Вампир рассмеялся уже в голос, посмеялся надо мной.
– Я гляжу, они вывели тебя из равновесия?..
– Вовсе, нет, – поспешила оправдаться я. «Вовсе, не они!» – прозвучало в голове.
– Похоже, это я тебя разозлил? Когда же ты поймешь, что меня не нужно бояться… – вздохнул Себастьян разочарованно.
– Когда ты перестанешь забывать свои обещания.
– Обещания?.. – смутился он, силясь припомнить, о чем я толкую.
– Да. Ты обещал меня не трогать, – помогла я и зашагала прочь, потому что интерес к этому месту у меня резко пропал, когда я поняла, что ни люди, ни вампиры не меняются. «Он пригласил меня сюда, вовсе, не для духовного наслаждения…» Уходя, я вела взглядом по студии, мысленно прощаясь с ней, полагая, что больше здесь не появлюсь, и уже, было, поднялась по ступенькам, когда взгляд упал на небольшой пестрый клочок бумаги на стене у рабочего мольберта Себастьяна.
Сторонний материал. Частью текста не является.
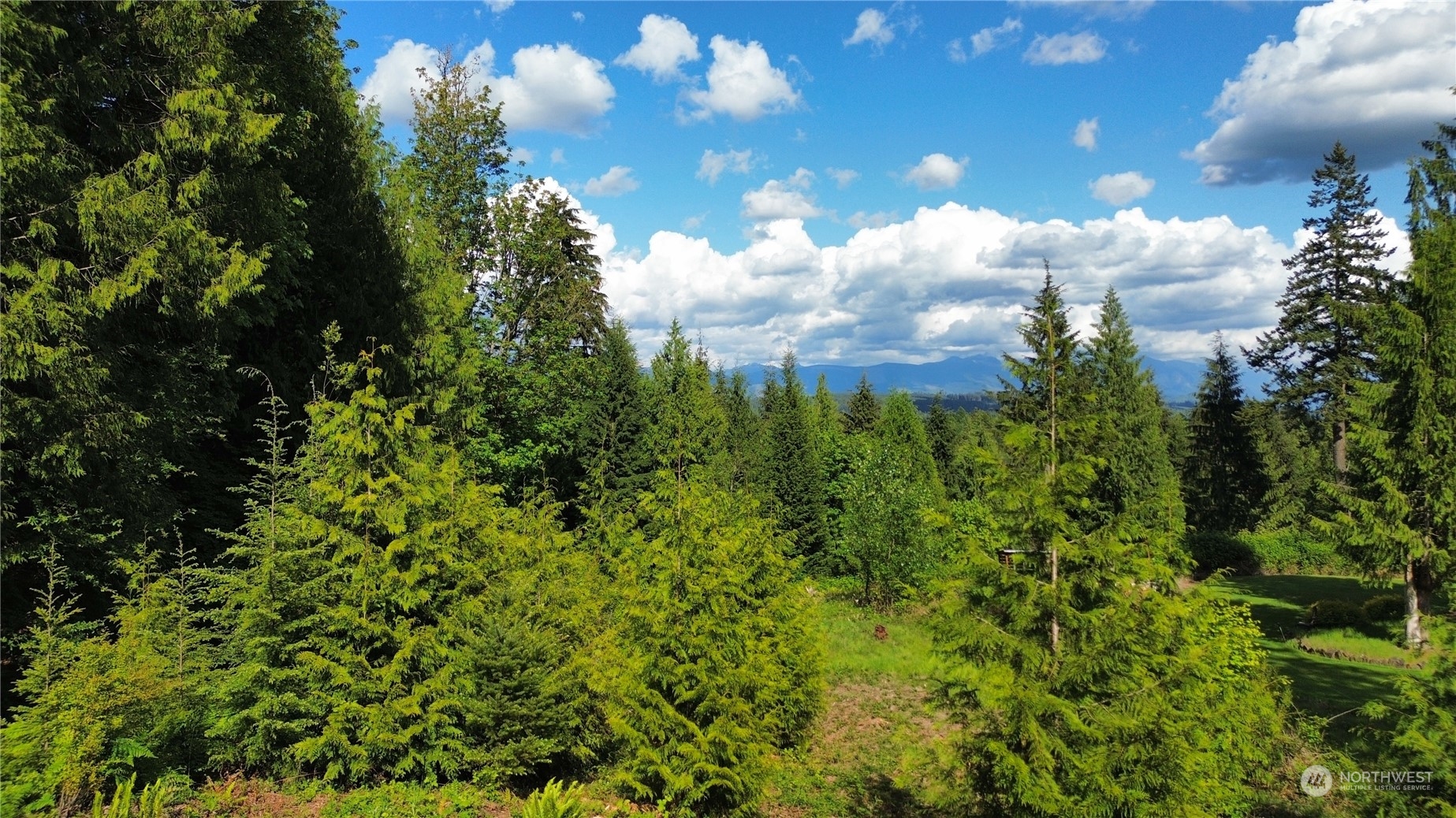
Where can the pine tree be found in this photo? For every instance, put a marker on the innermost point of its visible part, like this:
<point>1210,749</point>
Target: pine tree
<point>615,428</point>
<point>713,656</point>
<point>1401,513</point>
<point>1138,478</point>
<point>1316,352</point>
<point>792,465</point>
<point>864,408</point>
<point>686,427</point>
<point>1223,484</point>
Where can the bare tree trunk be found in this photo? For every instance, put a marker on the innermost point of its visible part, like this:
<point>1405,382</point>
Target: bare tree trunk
<point>1414,634</point>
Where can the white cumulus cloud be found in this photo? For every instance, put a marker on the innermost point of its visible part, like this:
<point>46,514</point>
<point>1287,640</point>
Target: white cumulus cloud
<point>1120,188</point>
<point>782,199</point>
<point>938,172</point>
<point>1375,76</point>
<point>993,38</point>
<point>615,182</point>
<point>842,177</point>
<point>665,47</point>
<point>1062,48</point>
<point>742,84</point>
<point>713,165</point>
<point>552,87</point>
<point>871,27</point>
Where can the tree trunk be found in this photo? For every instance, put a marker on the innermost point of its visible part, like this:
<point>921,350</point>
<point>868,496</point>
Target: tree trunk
<point>1340,453</point>
<point>1418,587</point>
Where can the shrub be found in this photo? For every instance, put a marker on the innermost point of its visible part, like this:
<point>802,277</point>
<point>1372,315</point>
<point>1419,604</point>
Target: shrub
<point>1218,551</point>
<point>1335,613</point>
<point>1387,608</point>
<point>555,801</point>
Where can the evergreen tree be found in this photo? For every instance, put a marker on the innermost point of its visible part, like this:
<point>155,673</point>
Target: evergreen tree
<point>1138,479</point>
<point>902,429</point>
<point>1401,513</point>
<point>1223,484</point>
<point>615,429</point>
<point>373,618</point>
<point>792,465</point>
<point>743,438</point>
<point>1316,352</point>
<point>713,656</point>
<point>686,426</point>
<point>864,408</point>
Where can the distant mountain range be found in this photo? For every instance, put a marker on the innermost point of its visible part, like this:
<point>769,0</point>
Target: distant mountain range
<point>1179,380</point>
Меня настолько взволновала бредовая мысль, что я позабыла о ссоре с вампиром, забыла о нем самом, и вернулась. И, чем ближе я подходила, тем глубже погружалась в воспоминания. Этот этюд действительно был написан мной, в самом начале курса. На клочке А2 было утреннее небо, спеющая рожь и лесная полоса далеко, на линии горизонта. Я вспомнила, как работала над ее созданием, с каким трепетом, с какими эмоциями. Я думала о нем тогда, совсем его не зная, но представляя себе некое божество в мирской оболочке. К тому времени я видела Себастьяна лишь дважды – первый раз в коридорах академии, куда я пришла, чтобы записаться на курс, и второй – на первом его занятии. Тогда еще его образ был чист, репутация не запятнана однодневными романами, и Себастьян казался мне действительно божественным существом.